Over two sides of an LP, Ensamseglaren takes us along paths of genteel jazz, intriguing experimentation, thunderous doom, and brassy sighs capable of breaking your heart. With her 12-strong ensemble, reassembled after a five-year hiatus in order to help work through the grief of losing her father (the lonely sailor to whom the album title alludes), Anna Högberg has transcended any clichés about getting the old band back together. Their collective expression, their artistry, their simply being with one another, proves itself to be a viable method for processing the chest-hollowing feeling of parental loss.
‘Ensamseglaren / Inte Esam’ begins with gentle tapping, scraping, and a gloopy suction sound. Rain disturbs a window, and a rope appears to bash against a pole. A heaving horn shifts from exultant to bemused in a manner not unlike a gradually arching eyebrow. Falling midway between Stephen O’Malley’s guitar tones in Khanate and Sunn O))), Finn Loxbo’s heavily distorted six-string drone feeds back before slamming down over and over. There’s a sense of fighting against a squall as piercing brass shrieks alongside drums that build, skitter and rattle like a loose sail thrashing against the elements. Like hatches not quite battened down.
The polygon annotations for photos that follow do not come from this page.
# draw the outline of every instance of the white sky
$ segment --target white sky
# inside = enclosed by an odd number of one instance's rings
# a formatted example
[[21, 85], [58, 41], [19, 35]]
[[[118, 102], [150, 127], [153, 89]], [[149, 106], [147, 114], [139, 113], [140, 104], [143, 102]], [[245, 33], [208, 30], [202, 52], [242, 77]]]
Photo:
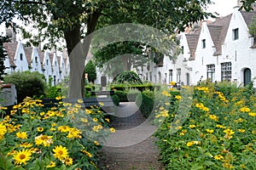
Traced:
[[[212, 4], [207, 9], [207, 12], [217, 12], [219, 16], [225, 16], [233, 12], [233, 8], [237, 5], [237, 0], [212, 0], [215, 4]], [[5, 33], [4, 26], [0, 26], [0, 34]], [[19, 37], [19, 36], [17, 36]], [[18, 38], [17, 37], [17, 38]]]
[[207, 12], [217, 12], [219, 16], [225, 16], [233, 12], [233, 8], [237, 6], [237, 0], [212, 0], [215, 4], [209, 6]]

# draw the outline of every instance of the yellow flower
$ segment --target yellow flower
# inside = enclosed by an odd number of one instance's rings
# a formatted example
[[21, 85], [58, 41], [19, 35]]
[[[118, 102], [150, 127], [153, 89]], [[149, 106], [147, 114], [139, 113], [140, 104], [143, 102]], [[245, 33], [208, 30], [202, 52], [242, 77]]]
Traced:
[[61, 145], [55, 146], [52, 150], [55, 152], [54, 156], [59, 160], [63, 160], [68, 156], [68, 151], [67, 148]]
[[58, 127], [58, 130], [61, 133], [67, 133], [70, 130], [70, 128], [68, 126], [60, 126]]
[[192, 141], [192, 142], [188, 142], [188, 143], [187, 143], [187, 146], [189, 146], [189, 146], [192, 146], [193, 144], [194, 144], [193, 141]]
[[213, 129], [208, 129], [208, 128], [207, 128], [207, 132], [209, 133], [213, 133]]
[[105, 118], [105, 120], [107, 121], [107, 122], [110, 122], [108, 118]]
[[16, 137], [19, 139], [27, 139], [26, 132], [17, 133]]
[[250, 108], [247, 108], [247, 107], [242, 107], [240, 109], [240, 110], [241, 112], [250, 112], [251, 111]]
[[98, 119], [97, 119], [97, 118], [93, 118], [92, 120], [93, 120], [93, 122], [98, 122]]
[[6, 133], [7, 133], [6, 127], [3, 123], [0, 123], [0, 136], [3, 136]]
[[26, 162], [31, 159], [32, 153], [29, 150], [22, 150], [20, 151], [17, 151], [14, 155], [14, 160], [15, 160], [15, 165], [21, 165], [26, 164]]
[[46, 167], [55, 167], [55, 166], [56, 166], [55, 162], [50, 162], [48, 166], [46, 166]]
[[109, 128], [109, 131], [110, 131], [111, 133], [115, 133], [115, 129], [114, 129], [113, 128]]
[[195, 128], [195, 125], [189, 125], [189, 128]]
[[83, 101], [83, 99], [78, 99], [78, 102], [79, 102], [79, 104], [82, 104], [84, 101]]
[[95, 145], [100, 145], [100, 143], [96, 140], [94, 141]]
[[39, 128], [38, 128], [38, 131], [41, 133], [44, 131], [44, 128], [42, 127], [39, 127]]
[[166, 90], [164, 90], [164, 91], [162, 92], [162, 94], [165, 95], [165, 96], [167, 96], [167, 97], [170, 97], [170, 96], [171, 96], [171, 94], [170, 94]]
[[218, 155], [218, 156], [214, 156], [214, 159], [216, 159], [216, 160], [222, 160], [222, 159], [224, 159], [224, 156], [222, 156], [221, 155]]
[[73, 164], [73, 159], [71, 157], [66, 157], [62, 160], [62, 163], [65, 163], [65, 165], [72, 165]]
[[20, 144], [20, 147], [23, 147], [23, 148], [31, 148], [32, 147], [32, 144], [31, 143], [24, 143], [24, 144]]
[[170, 82], [170, 85], [172, 85], [172, 86], [174, 86], [175, 84], [176, 84], [175, 82]]
[[245, 129], [238, 129], [238, 131], [241, 132], [241, 133], [244, 133]]
[[92, 155], [88, 152], [86, 150], [81, 150], [84, 154], [85, 154], [88, 157], [92, 157]]
[[254, 113], [254, 112], [249, 112], [248, 115], [250, 116], [256, 116], [256, 113]]
[[39, 136], [35, 137], [35, 143], [37, 145], [44, 144], [44, 146], [49, 146], [53, 144], [52, 136], [47, 136], [40, 134]]
[[61, 100], [61, 99], [62, 99], [61, 96], [57, 96], [57, 97], [55, 98], [56, 100]]
[[210, 119], [213, 120], [213, 121], [218, 121], [218, 117], [215, 115], [210, 115], [209, 116]]

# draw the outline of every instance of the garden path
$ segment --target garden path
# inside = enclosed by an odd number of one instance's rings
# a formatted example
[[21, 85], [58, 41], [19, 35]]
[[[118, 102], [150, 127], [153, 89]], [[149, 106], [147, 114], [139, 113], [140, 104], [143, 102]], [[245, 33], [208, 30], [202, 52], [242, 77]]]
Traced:
[[102, 170], [161, 170], [155, 139], [147, 136], [154, 127], [143, 117], [134, 102], [120, 103], [111, 123], [116, 129], [99, 151]]

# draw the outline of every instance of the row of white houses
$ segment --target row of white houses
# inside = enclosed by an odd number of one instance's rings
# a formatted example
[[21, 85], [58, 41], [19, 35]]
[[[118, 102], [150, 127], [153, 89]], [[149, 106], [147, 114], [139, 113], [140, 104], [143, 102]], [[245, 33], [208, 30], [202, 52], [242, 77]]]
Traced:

A semblance of control is manifested by the trombone of Maria Bertel and Per Åke Holmlander’s tuba, as they imply a course forward in a hail of drubbing rhythms mauling their way through great walls of concrete. It’s as if Laddio Bolocko have been let loose on a catamaran. A calm follows. The chaos flattens down, just like a soothed sea. The sounds become animal. Shakes, rolls, and snorts hint at an altogether different menace. Something mammalian. Maybe reptilian. Possibly even insect. A plethora of flaccid exhalations discombobulate and bewilder before it shifts, again, into a more conventional movement, formed from gentle, rising notes that drift into a melancholy refrain.
Opening with Alex Zethson’s late-night cocktail bar piano motif, ‘Gnistran / Hematopoesi / Emlodi’ slowly falls apart amidst snippets of reversed sounds, glottal clicks, frustrated bass thrums, and haunted saw wobbles. These disparate tones suddenly coalesce with the addition of Anton Jonsson and Dennis Egberth’s purposeful dual drumming. The explorative rhythms providing an anchoring pattern of snare rolls and mushrooming crashes as Högberg’s saxophone ascends these percussive mountains, haloing the peak with surging volleys of lung-popping peals.
If the first half weathers a maritime storm, the return leg is celebratory and heaven-gazing. At least until a violent drum demolition and typhoon-ed guitar brings us back, full circle, to that reconstructed bar-room piano and the sort of soft stick work that sounds like a leaky ceiling after a deluge.
It’s a masterclass in accurately transposing imagery into sound. The liner notes talk of shifting our perspectives on death. Of climbing soaring peaks and watching a solitary ship sail off towards the horizon as, concurrently, someone else witnesses the same ship pull nearer to their shore. Through this work Högberg transforms her grief into something positive. You could know nothing of the accompanying ephemera and still draw the undeniable conclusions that, yes, this section is dealing with a watery tempest, a nautical storm of loss, or, later, that we’re ascending mountainous regions with a twinkle of hope in our eyes. That we can interpret these distinct movements so accurately is testament to her skill and artistry. A formidable bandleader, she has returned to her craft and corralled her collaborators to not just sing from the same hymn sheet but to paint as one deft brush formed from twelve individual hairs.